Дружелюбная защита WEB ресурса от атак перебором

    Одна из проблем, которая возникает перед WEB-ресурсами имеющими персональные кабинеты — атака перебором. Да, простой перебор всех вариантов пароля для конкретной учетки. Тупо? Возможно, но такая атака может сильно нагрузить ресурс. К тому же, если контроля сложности пароля пользователя при регистрации нет, она может оказаться еще и успешной.

    Чаще всего, вопрос решается относительно просто. Если пользователь ввел несколько раз неправильно пароль, его учетка блокируется на какое-то время. Альтернативное решение — выводить капчу. Сразу, или после нескольких неудачных попыток. Ну, и не забудем про 2F авторизацию, которая почти неуязвима. Казалось бы — профит! Но, не все так радужно…
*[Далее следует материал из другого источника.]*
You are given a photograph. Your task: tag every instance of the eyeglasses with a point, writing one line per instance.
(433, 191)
    Давайте рассмотрим некоторые проблемы описанных решений:

    Временная блокировка — учетка пользователя временно заблокирована и он не может попасть в систему. Реальный пользователь в период атаки испытывает душевную боль и терзания. Он не может попасть в систему. И скорее всего нагружает ваш саппорт. А самое интересное, что, возможно, в этом и есть цель атакующего.

    Капча — относительно неплохое и эффективное решение. Правда доставляет неудобство пользователю, требуя вводить что-то там дополнительно. Достаточно “неприятно” встраивать в дизайн. Ах да… еще эта штука, в зависимости от реализации, может быть подвержена DoS атаке.

    2F авторизация — Все замечательно. Правда… чаще всего это штука опциональная. Включить ее для противодействия атаки не выйдет. Она или есть, или ее нет. А на некоторых ресурсах вводить 2F авторизацию, скажем так, по воробьям из танка стрелять.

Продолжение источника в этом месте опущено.